Question

Water flows through a horizontal pipe of varying area of cross section at the rate of 15 cubic metre per minute. Find the radius of pipe when water velocity is 3 $m{s^{ - 1}}$.

Answer 1

Convert the rate of flow of water in SI units, then use the relation between volume of water flowing per second R, area of cross section of the pipe A, and the velocity of fluid (here, water) flowing inside the pipe, v.
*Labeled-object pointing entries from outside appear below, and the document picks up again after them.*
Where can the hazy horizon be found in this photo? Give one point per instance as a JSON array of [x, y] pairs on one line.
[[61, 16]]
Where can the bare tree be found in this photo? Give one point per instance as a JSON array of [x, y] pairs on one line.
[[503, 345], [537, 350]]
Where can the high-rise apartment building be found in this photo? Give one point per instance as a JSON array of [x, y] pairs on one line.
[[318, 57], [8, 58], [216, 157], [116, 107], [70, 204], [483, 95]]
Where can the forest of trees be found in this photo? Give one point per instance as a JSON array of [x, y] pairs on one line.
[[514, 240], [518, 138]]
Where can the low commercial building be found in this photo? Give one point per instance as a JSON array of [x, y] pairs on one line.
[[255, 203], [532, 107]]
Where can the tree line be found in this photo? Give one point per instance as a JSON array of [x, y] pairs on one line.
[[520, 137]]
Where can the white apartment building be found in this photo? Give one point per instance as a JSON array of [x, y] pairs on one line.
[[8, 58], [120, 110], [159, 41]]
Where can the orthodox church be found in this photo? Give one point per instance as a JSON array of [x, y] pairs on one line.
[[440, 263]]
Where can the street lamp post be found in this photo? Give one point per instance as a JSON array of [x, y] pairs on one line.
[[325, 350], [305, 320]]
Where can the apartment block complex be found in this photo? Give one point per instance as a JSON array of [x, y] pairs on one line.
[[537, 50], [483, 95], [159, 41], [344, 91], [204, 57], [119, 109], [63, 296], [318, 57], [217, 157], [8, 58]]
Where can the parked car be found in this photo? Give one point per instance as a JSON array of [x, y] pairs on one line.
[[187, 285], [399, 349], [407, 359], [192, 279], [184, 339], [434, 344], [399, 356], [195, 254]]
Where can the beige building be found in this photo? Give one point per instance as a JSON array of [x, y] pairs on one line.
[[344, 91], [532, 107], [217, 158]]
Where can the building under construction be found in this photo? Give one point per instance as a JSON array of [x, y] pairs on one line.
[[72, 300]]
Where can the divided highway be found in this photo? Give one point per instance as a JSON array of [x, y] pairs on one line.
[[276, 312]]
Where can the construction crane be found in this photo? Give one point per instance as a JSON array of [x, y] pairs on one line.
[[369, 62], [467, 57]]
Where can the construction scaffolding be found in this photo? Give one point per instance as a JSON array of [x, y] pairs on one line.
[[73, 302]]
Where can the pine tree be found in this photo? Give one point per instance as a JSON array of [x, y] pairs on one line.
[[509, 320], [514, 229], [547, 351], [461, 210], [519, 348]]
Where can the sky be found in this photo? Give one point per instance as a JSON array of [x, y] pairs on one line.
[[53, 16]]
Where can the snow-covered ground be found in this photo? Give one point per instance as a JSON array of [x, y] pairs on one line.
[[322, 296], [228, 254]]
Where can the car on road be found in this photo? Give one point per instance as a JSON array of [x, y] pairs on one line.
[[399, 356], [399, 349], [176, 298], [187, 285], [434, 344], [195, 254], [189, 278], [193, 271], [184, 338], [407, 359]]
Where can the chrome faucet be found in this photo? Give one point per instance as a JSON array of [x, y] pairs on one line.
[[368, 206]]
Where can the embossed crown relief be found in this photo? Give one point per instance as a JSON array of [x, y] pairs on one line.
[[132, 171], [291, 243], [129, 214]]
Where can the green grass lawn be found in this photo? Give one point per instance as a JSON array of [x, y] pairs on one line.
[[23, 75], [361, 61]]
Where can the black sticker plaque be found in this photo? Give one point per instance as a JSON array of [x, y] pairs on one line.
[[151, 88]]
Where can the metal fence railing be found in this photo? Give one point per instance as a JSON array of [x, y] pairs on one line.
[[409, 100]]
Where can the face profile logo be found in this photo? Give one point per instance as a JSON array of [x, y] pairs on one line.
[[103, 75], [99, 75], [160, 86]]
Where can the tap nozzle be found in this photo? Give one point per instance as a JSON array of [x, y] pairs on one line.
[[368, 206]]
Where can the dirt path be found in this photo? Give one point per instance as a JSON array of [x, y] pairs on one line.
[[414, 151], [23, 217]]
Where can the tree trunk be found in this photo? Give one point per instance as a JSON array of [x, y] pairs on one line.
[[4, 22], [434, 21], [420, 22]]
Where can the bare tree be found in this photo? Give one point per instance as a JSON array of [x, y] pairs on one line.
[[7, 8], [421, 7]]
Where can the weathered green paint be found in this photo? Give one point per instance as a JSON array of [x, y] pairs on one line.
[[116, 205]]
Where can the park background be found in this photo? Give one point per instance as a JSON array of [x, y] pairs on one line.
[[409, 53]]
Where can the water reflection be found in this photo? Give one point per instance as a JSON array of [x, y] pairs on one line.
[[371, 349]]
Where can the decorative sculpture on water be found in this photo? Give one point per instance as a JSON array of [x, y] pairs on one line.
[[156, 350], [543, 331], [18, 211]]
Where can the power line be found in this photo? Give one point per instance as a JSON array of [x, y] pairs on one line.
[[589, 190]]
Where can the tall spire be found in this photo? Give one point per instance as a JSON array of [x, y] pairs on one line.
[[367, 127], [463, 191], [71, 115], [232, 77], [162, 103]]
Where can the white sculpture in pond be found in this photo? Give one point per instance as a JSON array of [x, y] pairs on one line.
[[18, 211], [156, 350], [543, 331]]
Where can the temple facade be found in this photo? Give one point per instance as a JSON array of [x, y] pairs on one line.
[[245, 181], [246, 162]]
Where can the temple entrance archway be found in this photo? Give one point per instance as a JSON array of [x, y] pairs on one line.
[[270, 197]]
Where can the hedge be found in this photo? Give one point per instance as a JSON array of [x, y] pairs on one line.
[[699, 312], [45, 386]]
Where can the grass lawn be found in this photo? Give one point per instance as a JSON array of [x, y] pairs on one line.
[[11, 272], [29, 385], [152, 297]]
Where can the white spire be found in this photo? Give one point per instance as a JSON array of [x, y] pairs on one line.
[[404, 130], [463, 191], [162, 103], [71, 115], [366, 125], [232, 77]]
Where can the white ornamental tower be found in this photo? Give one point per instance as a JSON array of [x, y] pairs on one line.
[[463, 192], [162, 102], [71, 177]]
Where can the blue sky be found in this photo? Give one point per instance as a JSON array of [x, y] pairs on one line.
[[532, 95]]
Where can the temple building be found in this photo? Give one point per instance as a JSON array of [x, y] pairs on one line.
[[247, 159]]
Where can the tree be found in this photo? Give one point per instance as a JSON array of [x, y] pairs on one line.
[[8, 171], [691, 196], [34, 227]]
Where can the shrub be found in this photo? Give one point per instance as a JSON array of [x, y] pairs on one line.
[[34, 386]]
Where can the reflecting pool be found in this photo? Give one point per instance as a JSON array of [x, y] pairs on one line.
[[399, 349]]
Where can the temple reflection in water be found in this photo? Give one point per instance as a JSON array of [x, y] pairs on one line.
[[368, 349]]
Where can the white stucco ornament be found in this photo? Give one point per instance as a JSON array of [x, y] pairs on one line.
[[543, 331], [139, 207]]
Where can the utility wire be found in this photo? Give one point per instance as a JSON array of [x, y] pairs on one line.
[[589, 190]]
Complete Step by Step Answer:
We are given the rate of flow of water, R = 15 ${m^3}/\min$.
Converting into SI units we get,
$R = \dfrac{{15}}{{60}} = 0.25{m^3}/\sec$
As we know, $R = A$ where R=volume of water flow per second, A=area of cross section and v=velocity of water. Using the relation,
$\Rightarrow A = \dfrac{R}{v}$
$\Rightarrow A = \dfrac{{0.25{m^3}/\sec }}{{3m/\sec }}$
$\Rightarrow A = \dfrac{1}{{12}}{m^2}$
We get, the area of the cross section where the velocity of water is 3 $m{s^{ - 1}}$ will be $\dfrac{1}{{12}}{m^2}$.
Now we use the relation $A = \pi {r^2}$ , where A is the area of the cross section of pipe, and r is the radius of the pipe.
Rearranging the above equation and substituting the values,
$\Rightarrow r = \sqrt {\dfrac{A}{\pi }}$
$\Rightarrow r = \sqrt {\dfrac{1}{{12 \times \pi }}}$
$\Rightarrow r = 0.162m$
$\Rightarrow r = 16.2cm$

Note: Remember to always change all given values into SI Units, prior to solving the question.